The Office for National Statistics said annual growth in average pay, excluding bonuses, remained at 7.8 per cent — the highest rate since comparable records began in 2001.
Total pay grew 8.5 per cent, boosted by one-off payments to NHS workers and civil servants following pay deals to end strike action.
This means average wages are now growing faster than consumer prices, which rose by 6.8 per cent in the year to July — a development that will bring welcome relief for households but is likely to reinforce the Bank of England’s concerns over the persistence of inflationary pressures.
“The further rise in wage growth will only add to the Bank of England’s unease,” said Ashley Webb, economist at the consultancy Capital Economics, which expects monetary policymakers to raise interest rates by a further 0.25 percentage points to 5.5 per cent when they meet next week.
The 8.5 per cent increase in total pay is also likely to serve as the benchmark for next year’s increase in the state pension because of ministers’ commitment to maintain the “triple lock” that ensures payments rise each year in line with the highest out of inflation, average earnings or 2.5 per cent.
Jonathan Cribb, associate director at the Institute for Fiscal Studies think-tank, said this would add £2bn to spending on the state pension in 2024-25, relative to the Office for Budget Responsibility’s March forecasts.
Rate-setters hope wage growth will soon slacken as the labour market cools, with surveys and official data now pointing to mounting job losses and a less frenetic pace of hiring. Tuesday’s data suggests pay growth may have peaked in the private sector, despite the record pace of overall wage gains.
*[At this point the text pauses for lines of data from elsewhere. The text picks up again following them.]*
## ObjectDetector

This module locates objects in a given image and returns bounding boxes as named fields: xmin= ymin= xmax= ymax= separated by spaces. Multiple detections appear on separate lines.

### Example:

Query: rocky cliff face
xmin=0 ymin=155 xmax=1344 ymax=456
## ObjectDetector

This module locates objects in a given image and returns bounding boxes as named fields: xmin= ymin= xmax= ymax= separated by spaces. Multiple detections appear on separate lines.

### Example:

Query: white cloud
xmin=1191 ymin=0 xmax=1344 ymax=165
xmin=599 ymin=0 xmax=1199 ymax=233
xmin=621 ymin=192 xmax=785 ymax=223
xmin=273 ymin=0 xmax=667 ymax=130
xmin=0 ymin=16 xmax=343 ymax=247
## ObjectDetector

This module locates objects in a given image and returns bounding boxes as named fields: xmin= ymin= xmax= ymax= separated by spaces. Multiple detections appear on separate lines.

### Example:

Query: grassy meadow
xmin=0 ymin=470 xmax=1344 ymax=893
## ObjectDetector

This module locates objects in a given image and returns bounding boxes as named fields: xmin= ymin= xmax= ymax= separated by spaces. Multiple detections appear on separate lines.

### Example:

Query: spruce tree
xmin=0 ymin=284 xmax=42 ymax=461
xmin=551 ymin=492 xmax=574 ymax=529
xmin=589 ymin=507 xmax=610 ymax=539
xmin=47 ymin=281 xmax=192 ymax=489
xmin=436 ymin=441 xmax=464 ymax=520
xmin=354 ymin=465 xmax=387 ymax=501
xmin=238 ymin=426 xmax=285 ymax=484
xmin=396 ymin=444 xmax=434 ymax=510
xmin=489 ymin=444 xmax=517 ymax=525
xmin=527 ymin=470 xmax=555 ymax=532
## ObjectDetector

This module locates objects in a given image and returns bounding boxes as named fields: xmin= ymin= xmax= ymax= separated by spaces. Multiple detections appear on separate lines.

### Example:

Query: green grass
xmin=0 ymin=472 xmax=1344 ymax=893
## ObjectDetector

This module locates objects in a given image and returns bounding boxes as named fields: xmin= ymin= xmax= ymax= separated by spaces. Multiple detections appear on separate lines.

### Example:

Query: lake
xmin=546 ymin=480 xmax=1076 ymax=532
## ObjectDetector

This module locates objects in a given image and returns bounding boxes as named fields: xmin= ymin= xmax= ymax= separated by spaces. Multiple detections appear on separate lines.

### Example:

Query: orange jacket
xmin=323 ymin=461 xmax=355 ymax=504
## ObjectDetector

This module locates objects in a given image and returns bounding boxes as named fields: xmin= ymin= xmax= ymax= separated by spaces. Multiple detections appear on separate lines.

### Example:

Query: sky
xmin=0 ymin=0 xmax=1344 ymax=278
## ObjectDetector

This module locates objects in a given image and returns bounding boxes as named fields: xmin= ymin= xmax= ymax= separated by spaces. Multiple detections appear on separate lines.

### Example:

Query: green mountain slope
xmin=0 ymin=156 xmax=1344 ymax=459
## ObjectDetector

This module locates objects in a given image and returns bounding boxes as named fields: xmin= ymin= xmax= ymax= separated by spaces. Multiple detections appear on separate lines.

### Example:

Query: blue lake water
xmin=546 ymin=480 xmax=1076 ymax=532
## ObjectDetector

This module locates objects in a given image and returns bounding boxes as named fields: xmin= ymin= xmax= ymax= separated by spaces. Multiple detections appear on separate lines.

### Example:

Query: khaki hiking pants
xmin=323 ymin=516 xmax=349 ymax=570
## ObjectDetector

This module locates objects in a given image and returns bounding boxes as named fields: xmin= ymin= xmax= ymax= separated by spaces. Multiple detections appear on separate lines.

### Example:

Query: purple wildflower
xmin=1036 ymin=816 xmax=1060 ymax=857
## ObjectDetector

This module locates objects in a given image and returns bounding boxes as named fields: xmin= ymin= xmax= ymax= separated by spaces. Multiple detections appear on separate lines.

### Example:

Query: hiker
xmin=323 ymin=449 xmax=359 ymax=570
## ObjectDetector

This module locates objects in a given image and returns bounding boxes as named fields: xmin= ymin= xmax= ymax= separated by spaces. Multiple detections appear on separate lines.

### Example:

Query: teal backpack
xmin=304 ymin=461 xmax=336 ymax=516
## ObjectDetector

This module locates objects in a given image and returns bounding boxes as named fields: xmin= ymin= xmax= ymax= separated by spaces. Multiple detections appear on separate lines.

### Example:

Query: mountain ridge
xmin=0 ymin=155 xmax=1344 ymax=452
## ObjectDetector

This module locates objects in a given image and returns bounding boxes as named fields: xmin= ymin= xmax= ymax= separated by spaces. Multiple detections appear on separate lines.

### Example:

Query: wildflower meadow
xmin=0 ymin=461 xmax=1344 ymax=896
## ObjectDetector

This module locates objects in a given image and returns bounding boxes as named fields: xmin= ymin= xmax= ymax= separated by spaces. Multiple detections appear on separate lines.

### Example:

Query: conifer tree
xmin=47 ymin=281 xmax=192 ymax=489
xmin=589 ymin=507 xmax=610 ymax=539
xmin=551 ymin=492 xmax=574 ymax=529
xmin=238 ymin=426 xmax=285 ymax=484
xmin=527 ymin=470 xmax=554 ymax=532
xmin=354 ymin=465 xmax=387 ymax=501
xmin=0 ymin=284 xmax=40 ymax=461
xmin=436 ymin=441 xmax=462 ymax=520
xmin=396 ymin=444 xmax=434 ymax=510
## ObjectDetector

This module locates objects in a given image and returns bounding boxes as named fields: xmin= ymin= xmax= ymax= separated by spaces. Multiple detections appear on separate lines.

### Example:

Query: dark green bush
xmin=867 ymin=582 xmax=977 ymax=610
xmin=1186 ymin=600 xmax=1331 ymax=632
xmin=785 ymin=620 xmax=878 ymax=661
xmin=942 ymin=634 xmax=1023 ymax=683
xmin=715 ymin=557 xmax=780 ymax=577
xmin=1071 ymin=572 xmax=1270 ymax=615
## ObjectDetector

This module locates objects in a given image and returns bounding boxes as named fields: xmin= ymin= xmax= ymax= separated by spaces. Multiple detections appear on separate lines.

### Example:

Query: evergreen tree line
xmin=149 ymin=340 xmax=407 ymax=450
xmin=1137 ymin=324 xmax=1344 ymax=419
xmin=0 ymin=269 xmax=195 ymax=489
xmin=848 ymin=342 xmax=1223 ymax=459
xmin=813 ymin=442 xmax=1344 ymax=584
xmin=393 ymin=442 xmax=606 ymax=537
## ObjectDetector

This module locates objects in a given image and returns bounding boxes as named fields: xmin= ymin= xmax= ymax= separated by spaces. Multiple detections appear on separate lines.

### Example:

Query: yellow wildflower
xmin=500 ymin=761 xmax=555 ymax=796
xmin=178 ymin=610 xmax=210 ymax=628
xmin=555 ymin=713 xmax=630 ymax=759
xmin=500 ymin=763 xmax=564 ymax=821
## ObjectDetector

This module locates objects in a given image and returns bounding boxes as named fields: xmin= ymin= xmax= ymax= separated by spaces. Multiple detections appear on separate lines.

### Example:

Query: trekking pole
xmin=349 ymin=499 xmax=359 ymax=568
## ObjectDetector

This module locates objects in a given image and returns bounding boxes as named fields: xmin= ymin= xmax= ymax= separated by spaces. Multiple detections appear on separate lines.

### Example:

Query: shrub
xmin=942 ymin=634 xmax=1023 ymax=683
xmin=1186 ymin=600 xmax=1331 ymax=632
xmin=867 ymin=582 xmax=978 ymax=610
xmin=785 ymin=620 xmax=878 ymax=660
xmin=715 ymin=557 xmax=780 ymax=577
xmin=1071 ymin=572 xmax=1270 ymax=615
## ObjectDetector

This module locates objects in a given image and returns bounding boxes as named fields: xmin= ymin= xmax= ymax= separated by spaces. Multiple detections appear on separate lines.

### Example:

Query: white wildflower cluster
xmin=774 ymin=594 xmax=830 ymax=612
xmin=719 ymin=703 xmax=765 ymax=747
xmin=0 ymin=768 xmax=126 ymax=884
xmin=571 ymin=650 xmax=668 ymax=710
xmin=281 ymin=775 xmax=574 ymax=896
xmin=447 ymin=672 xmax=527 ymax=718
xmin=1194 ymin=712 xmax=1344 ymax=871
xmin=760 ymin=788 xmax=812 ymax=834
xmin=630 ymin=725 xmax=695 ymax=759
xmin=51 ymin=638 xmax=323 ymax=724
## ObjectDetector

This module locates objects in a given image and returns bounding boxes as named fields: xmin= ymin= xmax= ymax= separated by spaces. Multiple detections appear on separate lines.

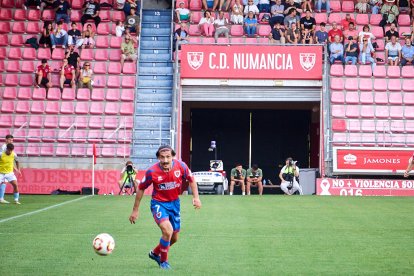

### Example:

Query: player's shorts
xmin=0 ymin=173 xmax=17 ymax=184
xmin=151 ymin=199 xmax=181 ymax=232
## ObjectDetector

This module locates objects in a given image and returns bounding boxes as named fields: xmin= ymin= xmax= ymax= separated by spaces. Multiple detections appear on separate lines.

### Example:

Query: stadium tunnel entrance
xmin=181 ymin=102 xmax=320 ymax=183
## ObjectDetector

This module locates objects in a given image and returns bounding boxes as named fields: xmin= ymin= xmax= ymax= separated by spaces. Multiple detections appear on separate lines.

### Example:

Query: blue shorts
xmin=151 ymin=199 xmax=181 ymax=232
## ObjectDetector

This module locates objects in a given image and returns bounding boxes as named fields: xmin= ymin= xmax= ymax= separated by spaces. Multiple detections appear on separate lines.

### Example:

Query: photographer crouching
xmin=279 ymin=157 xmax=301 ymax=195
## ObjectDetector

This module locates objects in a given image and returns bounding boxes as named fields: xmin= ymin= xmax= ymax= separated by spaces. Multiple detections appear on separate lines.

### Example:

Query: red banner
xmin=181 ymin=44 xmax=322 ymax=80
xmin=333 ymin=147 xmax=413 ymax=174
xmin=316 ymin=178 xmax=414 ymax=196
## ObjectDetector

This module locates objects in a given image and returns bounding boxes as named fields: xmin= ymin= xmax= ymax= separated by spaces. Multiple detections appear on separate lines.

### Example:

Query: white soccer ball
xmin=92 ymin=233 xmax=115 ymax=256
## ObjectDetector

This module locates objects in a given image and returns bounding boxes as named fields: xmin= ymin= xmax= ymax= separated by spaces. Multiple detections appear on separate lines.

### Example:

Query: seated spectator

The pound slid 0.4 per cent to trade at $1.2464 and two-year gilt yields, which move in line with interest rate expectations, edged down 0.04 percentage points to 5.03 per cent.
But investors continue to expect the BoE to deliver a 0.25 percentage point rate increase on September 21 to 5.5 per cent, with a market-implied probability of close to 80 per cent. Traders are evenly split on the chances of one further rate increase later in the year.
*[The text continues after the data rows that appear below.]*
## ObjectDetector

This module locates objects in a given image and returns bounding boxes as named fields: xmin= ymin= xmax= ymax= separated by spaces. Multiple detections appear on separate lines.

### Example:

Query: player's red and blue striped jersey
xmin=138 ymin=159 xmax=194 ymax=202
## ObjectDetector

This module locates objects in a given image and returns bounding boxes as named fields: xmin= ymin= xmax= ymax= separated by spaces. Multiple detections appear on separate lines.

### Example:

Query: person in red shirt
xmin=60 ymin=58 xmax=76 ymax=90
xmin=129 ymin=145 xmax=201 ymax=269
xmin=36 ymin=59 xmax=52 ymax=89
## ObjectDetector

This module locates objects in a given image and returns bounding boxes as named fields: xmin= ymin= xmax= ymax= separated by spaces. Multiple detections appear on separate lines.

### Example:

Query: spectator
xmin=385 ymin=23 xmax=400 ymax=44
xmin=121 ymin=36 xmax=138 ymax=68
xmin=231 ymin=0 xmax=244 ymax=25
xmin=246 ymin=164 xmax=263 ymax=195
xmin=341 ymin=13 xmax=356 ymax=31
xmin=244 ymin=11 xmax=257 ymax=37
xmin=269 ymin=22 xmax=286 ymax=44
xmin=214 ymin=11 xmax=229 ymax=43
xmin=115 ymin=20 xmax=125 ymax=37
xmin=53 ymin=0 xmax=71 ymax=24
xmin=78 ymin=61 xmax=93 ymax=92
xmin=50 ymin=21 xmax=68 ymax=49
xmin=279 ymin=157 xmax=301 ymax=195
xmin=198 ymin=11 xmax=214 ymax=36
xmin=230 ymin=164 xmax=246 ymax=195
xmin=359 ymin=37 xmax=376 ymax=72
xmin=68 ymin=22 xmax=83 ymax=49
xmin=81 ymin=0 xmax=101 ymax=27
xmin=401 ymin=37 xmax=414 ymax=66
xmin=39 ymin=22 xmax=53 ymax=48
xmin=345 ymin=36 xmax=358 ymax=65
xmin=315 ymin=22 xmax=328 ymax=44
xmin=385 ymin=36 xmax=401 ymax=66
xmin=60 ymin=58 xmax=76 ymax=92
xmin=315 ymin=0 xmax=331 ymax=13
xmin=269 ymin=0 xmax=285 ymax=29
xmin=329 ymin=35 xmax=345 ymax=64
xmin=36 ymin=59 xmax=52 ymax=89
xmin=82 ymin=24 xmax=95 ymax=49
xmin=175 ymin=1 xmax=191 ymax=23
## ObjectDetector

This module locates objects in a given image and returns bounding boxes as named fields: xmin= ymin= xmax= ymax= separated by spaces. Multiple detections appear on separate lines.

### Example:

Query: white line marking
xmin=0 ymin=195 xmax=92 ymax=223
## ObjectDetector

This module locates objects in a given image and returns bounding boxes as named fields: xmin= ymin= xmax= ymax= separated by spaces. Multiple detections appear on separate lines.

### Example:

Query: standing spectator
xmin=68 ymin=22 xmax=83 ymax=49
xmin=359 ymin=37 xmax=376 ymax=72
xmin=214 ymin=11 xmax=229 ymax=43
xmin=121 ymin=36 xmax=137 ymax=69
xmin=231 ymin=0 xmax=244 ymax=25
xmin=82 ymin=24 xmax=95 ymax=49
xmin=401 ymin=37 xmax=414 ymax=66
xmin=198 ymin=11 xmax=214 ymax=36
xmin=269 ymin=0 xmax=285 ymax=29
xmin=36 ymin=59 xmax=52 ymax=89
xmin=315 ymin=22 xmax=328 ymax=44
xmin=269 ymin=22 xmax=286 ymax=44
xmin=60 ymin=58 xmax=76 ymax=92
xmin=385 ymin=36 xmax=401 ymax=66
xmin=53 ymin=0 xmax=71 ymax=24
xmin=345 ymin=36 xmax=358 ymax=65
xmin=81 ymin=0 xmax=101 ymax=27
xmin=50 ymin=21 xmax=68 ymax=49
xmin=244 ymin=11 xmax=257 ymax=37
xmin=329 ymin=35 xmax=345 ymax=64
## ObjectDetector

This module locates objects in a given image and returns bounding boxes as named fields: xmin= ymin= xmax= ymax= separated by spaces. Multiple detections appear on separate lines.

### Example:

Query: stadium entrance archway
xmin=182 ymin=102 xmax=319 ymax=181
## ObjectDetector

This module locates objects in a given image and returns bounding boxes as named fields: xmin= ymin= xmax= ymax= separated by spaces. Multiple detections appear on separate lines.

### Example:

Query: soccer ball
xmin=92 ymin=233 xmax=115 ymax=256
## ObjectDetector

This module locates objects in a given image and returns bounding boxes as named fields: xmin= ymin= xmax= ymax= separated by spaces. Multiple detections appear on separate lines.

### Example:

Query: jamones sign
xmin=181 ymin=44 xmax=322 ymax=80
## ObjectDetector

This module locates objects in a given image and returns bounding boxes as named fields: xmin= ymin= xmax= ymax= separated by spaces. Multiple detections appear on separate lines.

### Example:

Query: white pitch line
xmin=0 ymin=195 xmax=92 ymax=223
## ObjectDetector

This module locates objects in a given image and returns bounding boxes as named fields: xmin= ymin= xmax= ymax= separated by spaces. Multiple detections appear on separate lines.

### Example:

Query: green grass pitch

The ONS said the unemployment rate rose to 4.3 per cent in the three months to July, up from 4.2 per cent last month and above the BoE’s latest forecast of 4.1 per cent for the third quarter. Employment also fell more sharply than analysts had expected, down by 207,000 from the previous three-month period, following a drop of 66,000 in last month’s data.
Economic inactivity also picked up again, rising by 0.1 percentage point on the quarter to 21.1 per cent.
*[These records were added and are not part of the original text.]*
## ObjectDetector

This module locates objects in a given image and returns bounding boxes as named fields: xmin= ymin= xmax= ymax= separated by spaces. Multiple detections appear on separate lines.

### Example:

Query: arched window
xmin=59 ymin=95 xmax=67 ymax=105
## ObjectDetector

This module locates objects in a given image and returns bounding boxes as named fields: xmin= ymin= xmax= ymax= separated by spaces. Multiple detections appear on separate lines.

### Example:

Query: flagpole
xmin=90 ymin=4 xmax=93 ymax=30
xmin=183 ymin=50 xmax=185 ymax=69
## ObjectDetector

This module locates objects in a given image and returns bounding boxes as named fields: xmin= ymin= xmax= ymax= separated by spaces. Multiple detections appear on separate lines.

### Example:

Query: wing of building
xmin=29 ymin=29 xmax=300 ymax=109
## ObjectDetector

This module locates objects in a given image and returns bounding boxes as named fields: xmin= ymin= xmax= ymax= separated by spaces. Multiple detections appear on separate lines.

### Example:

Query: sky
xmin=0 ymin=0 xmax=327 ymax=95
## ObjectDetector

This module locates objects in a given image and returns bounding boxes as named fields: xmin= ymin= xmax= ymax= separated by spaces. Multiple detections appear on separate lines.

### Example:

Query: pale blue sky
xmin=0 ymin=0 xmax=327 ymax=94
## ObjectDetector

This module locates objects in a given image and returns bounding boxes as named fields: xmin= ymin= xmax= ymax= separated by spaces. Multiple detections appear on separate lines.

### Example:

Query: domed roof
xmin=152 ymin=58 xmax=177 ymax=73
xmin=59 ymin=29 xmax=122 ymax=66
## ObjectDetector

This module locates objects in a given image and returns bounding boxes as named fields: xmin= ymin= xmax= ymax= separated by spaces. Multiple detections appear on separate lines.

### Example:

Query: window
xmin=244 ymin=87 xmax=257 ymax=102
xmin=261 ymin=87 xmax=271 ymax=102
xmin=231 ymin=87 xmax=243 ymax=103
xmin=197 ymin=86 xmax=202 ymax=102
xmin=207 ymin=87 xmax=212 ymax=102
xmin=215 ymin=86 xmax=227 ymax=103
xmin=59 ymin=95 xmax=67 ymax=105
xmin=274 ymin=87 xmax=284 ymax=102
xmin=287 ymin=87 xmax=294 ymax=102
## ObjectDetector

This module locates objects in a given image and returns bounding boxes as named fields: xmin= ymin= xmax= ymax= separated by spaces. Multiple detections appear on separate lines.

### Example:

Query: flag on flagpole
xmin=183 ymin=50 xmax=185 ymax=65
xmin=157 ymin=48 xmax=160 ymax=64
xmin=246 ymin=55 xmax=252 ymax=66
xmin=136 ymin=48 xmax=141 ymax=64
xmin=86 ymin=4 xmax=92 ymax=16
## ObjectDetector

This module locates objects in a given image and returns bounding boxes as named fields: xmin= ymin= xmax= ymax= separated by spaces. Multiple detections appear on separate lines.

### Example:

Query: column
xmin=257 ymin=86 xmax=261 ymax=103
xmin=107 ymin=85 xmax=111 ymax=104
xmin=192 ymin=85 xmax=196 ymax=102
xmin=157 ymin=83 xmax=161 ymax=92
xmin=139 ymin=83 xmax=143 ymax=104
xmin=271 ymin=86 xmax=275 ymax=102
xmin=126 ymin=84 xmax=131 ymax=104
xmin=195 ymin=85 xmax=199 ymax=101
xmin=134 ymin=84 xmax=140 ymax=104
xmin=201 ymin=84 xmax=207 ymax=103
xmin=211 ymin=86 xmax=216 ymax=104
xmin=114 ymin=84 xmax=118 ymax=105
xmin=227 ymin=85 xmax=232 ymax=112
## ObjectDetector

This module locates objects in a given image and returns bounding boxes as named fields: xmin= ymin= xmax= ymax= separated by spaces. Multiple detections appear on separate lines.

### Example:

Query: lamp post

“Too many people are outside the labour force entirely, but those that are looking for work are finding it harder to get it,” said Tony Wilson, director of the Institute for Employment Studies, a consultancy. He noted that the drop in employment was the sharpest since 2020, with a big, unexplained increase in the number of young people neither working nor studying.
Samuel Tombs, economist at the consultancy Pantheon Macroeconomics, said with vacancies now below 1mn, the ratio of unemployed people to vacant jobs — a measure of labour market slack — had almost returned to its average level in 2019, before the disruption of the pandemic.
Persistently high wage growth “probably means the Monetary Policy Committee can’t stop raising the bank rate at this month’s meeting, but the end of the tightening cycle is not far off now”, he said.
Paul Nowak, general secretary of the Trades Union Congress, said the figures showed the UK economy was “in the danger zone”, with unemployment up by nearly 250,000 over the past year and real wages still falling in many sectors. “The government is in denial,” he added.
But chancellor Jeremy Hunt said it was “heartening” that UK unemployment remained “below many of our international peers”, adding: “For real wages to grow sustainably we must stick to our plan to halve inflation.”